In the case of the FIG. 2 shown particularly favorable embodiment one of the attenuators 7 used in the goniometer is the signal from the Phase element 5 coming fed into the attenuator and the attenuated signal for forwarding to the impedance matching element 11 Un connection II). In the continuous Signal path is arranged cLne first diode Dl whose operating point, d. H. their damping Effect is set by the control current Jl specified by component 3.

The control current J2 represents the operating point of a second diode D2, which is in an attenuation branch between the continuous signal path and the Reference potential (ground) is arranged. The chokes shown in the figure L are used to decouple the HF signals from the control circuit, block accordingly the capacities the ways for the tax flows. The impedances R serve to limit the current. For example, when the control current J1 is increased if the damping effect of the diode D1 is reduced, it changes as a result of the shift of the operating point, however, at the same time also has the effect of influencing the phase Diode DI. To compensate for the lower attenuation by the diode D1, the Control current J2 for the diode D2 increased so far that the entire damping effect both diodes is the same as before.

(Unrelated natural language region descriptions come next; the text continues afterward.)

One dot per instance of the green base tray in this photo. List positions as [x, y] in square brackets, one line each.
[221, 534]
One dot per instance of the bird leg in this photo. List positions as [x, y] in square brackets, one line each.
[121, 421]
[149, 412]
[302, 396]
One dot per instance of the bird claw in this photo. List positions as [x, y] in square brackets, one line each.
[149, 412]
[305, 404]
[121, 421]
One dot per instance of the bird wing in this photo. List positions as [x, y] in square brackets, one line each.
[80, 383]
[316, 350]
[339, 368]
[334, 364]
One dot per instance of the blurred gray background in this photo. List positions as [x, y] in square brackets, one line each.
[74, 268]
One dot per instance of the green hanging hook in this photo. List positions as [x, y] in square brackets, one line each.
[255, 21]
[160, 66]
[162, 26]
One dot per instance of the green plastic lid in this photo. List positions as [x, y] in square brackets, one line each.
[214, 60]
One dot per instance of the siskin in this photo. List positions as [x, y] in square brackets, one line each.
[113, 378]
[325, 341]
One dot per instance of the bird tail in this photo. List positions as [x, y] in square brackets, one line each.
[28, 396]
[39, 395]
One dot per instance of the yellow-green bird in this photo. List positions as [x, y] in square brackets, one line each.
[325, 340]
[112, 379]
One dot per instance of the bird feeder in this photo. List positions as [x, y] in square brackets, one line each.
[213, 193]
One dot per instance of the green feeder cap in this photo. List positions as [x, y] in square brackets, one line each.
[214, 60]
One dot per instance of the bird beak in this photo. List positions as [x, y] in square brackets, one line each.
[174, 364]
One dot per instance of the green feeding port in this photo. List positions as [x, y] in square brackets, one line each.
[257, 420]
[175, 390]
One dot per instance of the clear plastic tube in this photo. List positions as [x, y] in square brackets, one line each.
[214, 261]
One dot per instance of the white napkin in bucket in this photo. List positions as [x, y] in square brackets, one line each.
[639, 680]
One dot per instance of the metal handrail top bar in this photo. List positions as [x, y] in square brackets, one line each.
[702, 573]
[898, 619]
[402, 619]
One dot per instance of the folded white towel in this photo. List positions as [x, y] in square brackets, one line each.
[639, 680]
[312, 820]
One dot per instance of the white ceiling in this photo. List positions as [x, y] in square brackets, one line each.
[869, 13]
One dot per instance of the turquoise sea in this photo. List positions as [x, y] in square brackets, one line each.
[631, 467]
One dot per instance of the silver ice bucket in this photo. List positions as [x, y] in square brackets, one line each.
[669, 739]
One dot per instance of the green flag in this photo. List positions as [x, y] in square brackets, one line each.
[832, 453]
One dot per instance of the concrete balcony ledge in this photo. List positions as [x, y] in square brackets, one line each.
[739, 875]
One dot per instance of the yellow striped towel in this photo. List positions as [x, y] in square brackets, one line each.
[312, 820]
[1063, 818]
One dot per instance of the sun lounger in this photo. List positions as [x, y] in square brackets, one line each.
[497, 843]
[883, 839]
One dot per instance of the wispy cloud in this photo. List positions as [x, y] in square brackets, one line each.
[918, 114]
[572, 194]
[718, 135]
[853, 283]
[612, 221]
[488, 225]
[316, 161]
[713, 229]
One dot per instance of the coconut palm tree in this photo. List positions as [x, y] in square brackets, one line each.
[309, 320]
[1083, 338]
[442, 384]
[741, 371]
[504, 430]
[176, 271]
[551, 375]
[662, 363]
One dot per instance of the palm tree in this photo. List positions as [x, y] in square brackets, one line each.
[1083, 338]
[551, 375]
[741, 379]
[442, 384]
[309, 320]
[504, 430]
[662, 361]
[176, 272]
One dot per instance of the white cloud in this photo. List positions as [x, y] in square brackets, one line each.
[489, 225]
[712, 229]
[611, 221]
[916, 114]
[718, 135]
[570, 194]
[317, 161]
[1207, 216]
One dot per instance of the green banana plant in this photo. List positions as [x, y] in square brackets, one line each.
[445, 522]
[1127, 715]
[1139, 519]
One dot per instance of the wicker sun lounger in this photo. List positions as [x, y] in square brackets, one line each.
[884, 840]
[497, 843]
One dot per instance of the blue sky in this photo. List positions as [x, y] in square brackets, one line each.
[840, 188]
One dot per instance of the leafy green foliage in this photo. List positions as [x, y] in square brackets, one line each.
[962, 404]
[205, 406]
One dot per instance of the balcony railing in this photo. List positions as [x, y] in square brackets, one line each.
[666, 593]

Also with this diode changes now the phase-influencing effect. However, while the change in the dampening The effect of one diode is balanced out by the other diode Compensation in the phase-influencing effect does not take place. This results in the Possibility of setting the phase-influencing effect even with a fixed one Damping.

Claims (8)

Claims C Goniometer for checking a direction finder by simulation the N / S-, O / W- corresponding to a wave incident at a selectable angle and auxiliary antenna voltages, characterized by a power-sharing component (4) with one input and three outputs for dividing the frequency of a variable Measuring transmitter (2) output power, one each 00/1800 phase shifter (5, 6) and one adjustable attenuator (7, 8) between the second or third output of the power-sharing component (4) and a second (II) or third (III) connection of the goniometer, and by means (3) for setting the phase shifter and attenuators. 2. Goniometer according to claim 1, characterized in that the means to adjust the attenuators the Setting values of the control variables depending on the desired damping ratio and possibly the frequency stored in the form of functions or tables. 3. Goniometer according to claim 1 or 2, characterized gekennzeicnnet that the means for adjusting the attenuators and phase shifter devices for digital / analog conversion of the setting values. 4. Goniometer according to one of claims 1 to 3, characterized by an adjustable phase-influencing element (9) via which the first output of the power-sharing component (4) connected to the first connection (I) of the goniometer is. 5. Goniometer according to claim 1, characterized by additional fixed adjusted attenuators (10, 11, 12) for impedance matching upstream of the connections (I, II, III) of the goniometer. 6. Goniometer according to one of claims 1 to 3, characterized in that that the adjustable attenuators in the signal path a first, through a first Control current (J1) adjustable diode (D1) and in the attenuation branch between the signal path and reference potential a second, adjustable by a second control current (J2) Diode (D2), and that the means (3) for adjusting the attenuators (7, 8) the control currents dimensioned so that regardless of the frequency and the set Attenuation both attenuators (7, 8) affect the phase of the signal to the same extent. 7. Goniometer n «h claim 4, characterized in that instead the first diode (D1) several diodes in series and instead of the second Diode (D2) several diodes are arranged in parallel. 8. Goniometer according to claim 8 or 7, characterized in that used as diodes PIN diodes.